Am 25.10.2025 um 17:04 schrieb Rat Frag über PhilWeb
<philweb(a)lists.philo.at>at>:
Meine Motivation sollte so klar sein wie irgendmöglich: Ich möchte eine Theorie
entwickeln, wieso Menschen unterschiedliche Meinungen haben.
Mir war das nicht klar; denn Meinungen sind Sache der Politik, doch nicht der
Philosophie!?
Nicht, dass ich damit ein Problem hätte oder sowas. Es
scheint mir nur eine legitime Frage zu sein. Ich denke, ein Grund warum das so ist, könnte
sein, dass bei der Übertragung des selben Begriffes quasi "Fehler" unterlaufen.
Dass also der Schüler manchmal den Begriff anders versteht als der Lehrer es gemeint hat.
So kann es dazu kommen, dass zwei Leute zwar verbal das selbe sagen, aber
"mental" etwas anderes vorstellen. Wobei ich mir bewusst bin, dass die
Verbindung zwischen mentaler Vorstellung und Bedeutung wiederum zu Problemen führt.
Meinungsvielfalt durch Missverständnis halte ich für einen Nebenschauplatz. Schließlich
handelt es sich bei Meinungen um sprachlich-subjektiv-situative Lebensäußerungen. Die sind
so vielfältig wie die Subjekte und Situationen. Ideologiekritisch betrachtet dürften
übereinstimmende Meinungen hauptsächlich durch Manipulation herbeigeführt werden.
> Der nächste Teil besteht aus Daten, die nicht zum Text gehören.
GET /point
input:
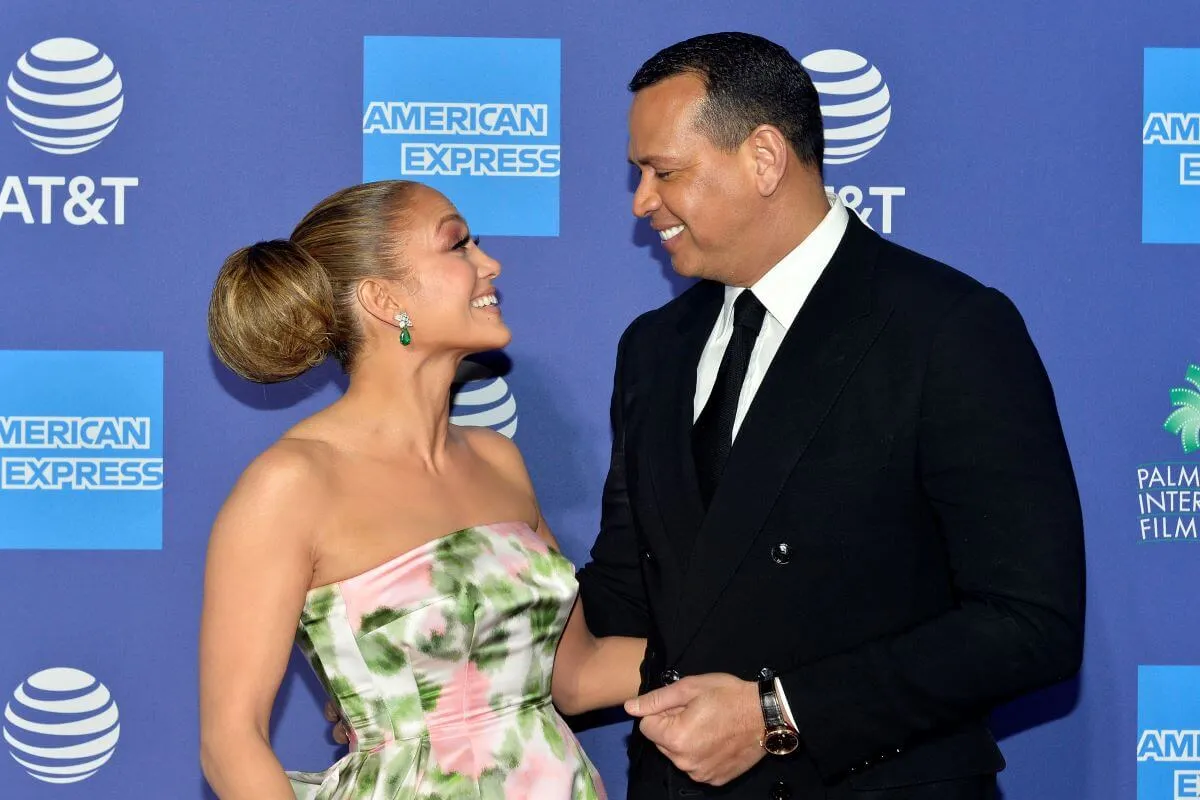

Sozialforschende haben über Meinungen, ihre Entstehung und Verteilung viele Untersuchen
durchgeführt. Warum befasst Du Dich nicht mit ihnen?
Entschuldige, wenn ich hier widersprechen muss. Deine
Darstellung drängt Lorenzens Sichtweise als unmittelbar einleuchtend vorher. Man mag nun
der Überzeugung sein, dass er die Wahrheit entdeckt habe, dennoch ist diese Darstellung
doch nicht unproblematisch. Aus Fairnessgründen sollte man immer beiden Seiten gehör
verschaffen.
Lorenzens Metamathematik ist eine konstruktive Fortsetzung des von Hilbert begründeten
Programms. Sie ist auch Axiomatizisten zugänglich, wenn sie sich dafür interessieren
sollten. Mir geht es um Nachvollziehbarkeit. Die axiomatische Mathematik findest Du in
gängigen Lehrbüchern. Um fair verteilte Meinungen kommt es im Journalismus an. Darum geht
es mir nicht.
Die meisten praktizierende Mathematiker interessieren
sich überhaupt nicht für die Grundlagen der Mathematik. Völlig egal ob logisch,
konstruktiv, historisch oder sonst wie. Ihr eigenes Fachgebiet, das wird schon untersucht,
aber sich z.B. Gedanken darüber zu machen, wieso mathematische Beweise funktionieren, das
ist nicht ihre Aufgabe. Hierin gleichen sie den Naturwissenschaftlern. Hinter der Hand
sind die meisten Naturwissenschaftler eiskalte Instrumentalisten. Die Theorien der Physik,
Chemie, der theoretischen Biologie usw. sind nützlich zur Lösung von Problemen, darin
liegt ihr Wert. Ob sie eine unabhängige Realität abbilden ist ihnen im Kern egal. Genauso
kann man natürlich auch z. B. Aussagenlogik nur als eine weitere Form der Algebra
betrachten. Ein Philosoph sollte sich der Herausforderung stellen.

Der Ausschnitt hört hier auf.